The ward however was a different story. Completely disorganised. My opinion is they need to bring back Matrons.
Back to looking after your own health there was another patient on the same ward with bowel ulcers. His diet consisted of several 2ltr fizzy drinks, crisps and sweets and cigarettes. Enabled by ward staff. It’s just bonkers.
I could go on and on and on.

NC03 · 29/03/2024 10:28

I can't even get bloods done
We have blood clinics every day of the week at various doctors/health centres
You used to turn up and you would know which were quieter at a certain time etc, take a ticket and longest I waited would be maybe 30 mins

Now? They open at 8am except they don't because people queue from 6am so by 8am they are full and not accepting any more people. 3-4hr waits are the norm otherwise
I'm meant to have them done every 12 weeks and the hospital are getting shirty with me

NC03 · 29/03/2024 10:30

Oh and my first gynae appointment for endometriosis that has left me ringing 999 was cancelled 6hrs before I was due in

It's a years wait
That was March and they rebooked me for December. I rang the secretary in the end and cried and they have got me in for April provided it's not cancelled again

Sunnnybunny72 · 29/03/2024 10:30

Octavia64 · 29/03/2024 09:35

I had to go to urgent care recently as my GP would not see me for an ear infection. He sent me to my pharmacy who said they didn't have nhs funding to see adults only children.

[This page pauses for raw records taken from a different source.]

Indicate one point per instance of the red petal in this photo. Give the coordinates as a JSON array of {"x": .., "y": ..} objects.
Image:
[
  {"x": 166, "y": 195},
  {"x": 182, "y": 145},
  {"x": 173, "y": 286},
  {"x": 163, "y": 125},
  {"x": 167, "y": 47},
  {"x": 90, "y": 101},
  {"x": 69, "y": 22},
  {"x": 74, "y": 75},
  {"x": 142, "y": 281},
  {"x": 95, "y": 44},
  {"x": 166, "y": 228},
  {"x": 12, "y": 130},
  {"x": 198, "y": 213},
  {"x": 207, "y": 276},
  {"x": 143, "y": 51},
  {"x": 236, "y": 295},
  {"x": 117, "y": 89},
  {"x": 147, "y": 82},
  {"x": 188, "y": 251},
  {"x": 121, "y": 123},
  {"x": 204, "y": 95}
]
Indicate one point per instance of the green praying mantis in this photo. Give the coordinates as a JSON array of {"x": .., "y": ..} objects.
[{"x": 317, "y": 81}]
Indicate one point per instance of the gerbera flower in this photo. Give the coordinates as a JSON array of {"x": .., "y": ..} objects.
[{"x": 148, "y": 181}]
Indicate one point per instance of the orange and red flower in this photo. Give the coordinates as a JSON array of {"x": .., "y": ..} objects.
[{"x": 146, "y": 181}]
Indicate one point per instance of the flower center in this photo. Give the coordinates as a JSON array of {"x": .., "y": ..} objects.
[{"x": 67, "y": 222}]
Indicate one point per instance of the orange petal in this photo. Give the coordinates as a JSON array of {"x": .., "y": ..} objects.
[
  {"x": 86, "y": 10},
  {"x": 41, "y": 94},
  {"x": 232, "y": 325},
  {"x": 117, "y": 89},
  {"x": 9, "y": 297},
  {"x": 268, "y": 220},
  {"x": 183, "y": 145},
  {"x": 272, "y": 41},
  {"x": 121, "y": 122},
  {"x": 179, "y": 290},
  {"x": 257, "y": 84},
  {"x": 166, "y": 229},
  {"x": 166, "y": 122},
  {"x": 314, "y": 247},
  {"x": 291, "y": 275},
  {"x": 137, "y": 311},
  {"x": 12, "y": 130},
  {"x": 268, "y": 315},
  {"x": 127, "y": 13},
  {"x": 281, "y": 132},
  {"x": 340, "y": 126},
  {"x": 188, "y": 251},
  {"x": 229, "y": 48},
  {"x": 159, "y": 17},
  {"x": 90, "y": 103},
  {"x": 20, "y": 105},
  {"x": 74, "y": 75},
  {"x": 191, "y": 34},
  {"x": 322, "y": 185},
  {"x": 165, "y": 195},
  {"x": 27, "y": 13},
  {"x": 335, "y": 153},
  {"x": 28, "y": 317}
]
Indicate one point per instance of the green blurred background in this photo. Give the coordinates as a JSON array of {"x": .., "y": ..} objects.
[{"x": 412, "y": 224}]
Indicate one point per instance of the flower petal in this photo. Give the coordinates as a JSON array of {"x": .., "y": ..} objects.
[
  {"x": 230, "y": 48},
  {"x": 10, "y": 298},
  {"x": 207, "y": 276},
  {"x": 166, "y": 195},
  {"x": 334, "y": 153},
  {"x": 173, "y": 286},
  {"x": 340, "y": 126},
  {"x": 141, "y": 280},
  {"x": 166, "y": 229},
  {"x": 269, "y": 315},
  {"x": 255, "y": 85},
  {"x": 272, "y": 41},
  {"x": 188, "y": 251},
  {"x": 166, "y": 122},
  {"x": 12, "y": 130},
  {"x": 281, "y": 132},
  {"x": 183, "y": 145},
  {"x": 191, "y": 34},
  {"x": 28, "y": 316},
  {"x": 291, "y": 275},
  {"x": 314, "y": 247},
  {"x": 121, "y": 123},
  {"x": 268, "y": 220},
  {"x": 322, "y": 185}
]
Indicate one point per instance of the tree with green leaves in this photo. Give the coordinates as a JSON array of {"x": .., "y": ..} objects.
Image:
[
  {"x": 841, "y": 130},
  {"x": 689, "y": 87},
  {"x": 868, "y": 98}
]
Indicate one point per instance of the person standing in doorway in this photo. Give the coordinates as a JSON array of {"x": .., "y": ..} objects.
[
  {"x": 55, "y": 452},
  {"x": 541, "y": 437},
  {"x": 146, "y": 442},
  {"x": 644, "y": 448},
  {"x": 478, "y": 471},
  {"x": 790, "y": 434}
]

2 mins for antibiotics but I clogged up the system because I couldn't see my GP.

Some of it is just that an and E /urgent care is the only place to go when the gp won't see you.

But if all the urgent slots have gone and here is no capacity to see you, what else are they supposed to do?
We must get a dozen ear infections a day, multiply that by ten minutes and that's two hours of seeing ear infections alone. What other 'urgent' do we not see to see your ear infection?
Not enough staff. Not enough hours in the day. And if the number of HCP due to retire in the next couple of years at our practice is anything to go by, you ain't seen nothing yet.